As food writers, my wife Jean and I have “eaten professionally” for 25 years, but we’ve never kicked the Kraft habit learned in our mothers’ Milwaukee kitchens. Our challenge: Make America’s favorite comfort food a little more interesting.
Over the years our tastes have changed, even if our addiction to the comfort dish hasn’t. Our original mac and cheese made from bleached-flour pasta was replaced by whole-wheat pasta that eventually took the penne form. The little grooved tubes added texture, while the larger cut made for a more filling “mouth-feel,” as winemakers like to say.
American cheese became cheddar, but after meeting Sid Cook, we knew it couldn’t be just any cheddar. The owner and master cheesemaker of Carr Valley Cheese, Cook recommended mixing his 10-year-old cheddar, handcrafted in small vats, with his Ba-Ba Blue, an award-winning sheep’s milk blue cheese. The cheddar’s sharp report balanced with blue cheese’s piquancy, making each bite a varied delight.
Every addiction is characterized by increasing levels of abuse, and our jonesing for designer mac and cheese is no different. In an attempt to moderate our growing addiction, Jean uncovered a Weight Watcher recipe that added fresh or canned tomatoes to the dish. Skeptical, we nevertheless tried the addition. We were delighted to find that tomatoes’ acidity complemented the sweetness of the cheese. The fruit’s pulp also varied the texture, while its bright red color added visual appeal to the dish.
We were hooked all over again.
Then we heard about the wonderful properties of panko bread crumbs and, as if the pasta itself didn’t provide enough starch, we started sprinkling the dish with our favorite panko flavor (there are several to choose from) before baking. The result was a delightful, slightly rugged crust riding atop the softly bubbling mass of molten cheese.
It’s become our mission to keep refining America’s favorite comfort food, and we’re keen to try a recipe we ran across that mixes in crimini and shitake mushrooms and white truffle oil. But that’s a story for another Lenten season.
Jean’s Designer Mac and Cheese
4 cups skim milk
2 bay leaves
½ tsp. nutmeg
4 T. cornstarch
1 lb. Carr Valley 10-year old cheddar
1 cup grated Carr Valley Ba-Ba Bleu cheese
2 fresh whole tomatoes or
2 15-oz cans diced tomatoes
1 lb. penne pasta or large pasta shells
Panko bread crumbs to taste
1. Preheat oven to 425 degrees.
2. Cook pasta according to package directions. Rinse in cool water and set aside.
3. Put skim milk in a saucepan.
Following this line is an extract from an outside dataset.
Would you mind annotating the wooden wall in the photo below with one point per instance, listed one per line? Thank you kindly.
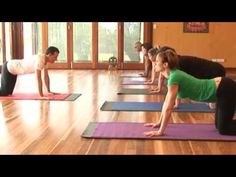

Whisk in the cornstarch until smooth. Add the bay leaves and nutmeg. Heat over medium heat while stirring constantly (to avoid burning the milk) until mixture thickens (about 5 minutes). Set aside.
4. Grate the cheddar cheese (you should have about 4 cups).
5. Spray a 3-quart casserole dish with pan spray. Place 1/3 of the pasta in the bottom of the dish. Pour 1/3 of the white sauce over the pasta, then sprinkle 1 cup cheddar cheese over the sauce. If using fresh tomatoes, slice them and place 1/3 of the slices over the cheddar cheese. If using canned tomatoes, pour 2/3 of one can over the sauce. 6. Repeat layers until pasta, sauce, cheese and tomatoes are used. Top with 1 cup of the bleu cheese and bread crumbs to suit your taste.
7. Bake in 425-degree oven for 30-40 minutes. The dish is done when the cheese is hot and bubbling.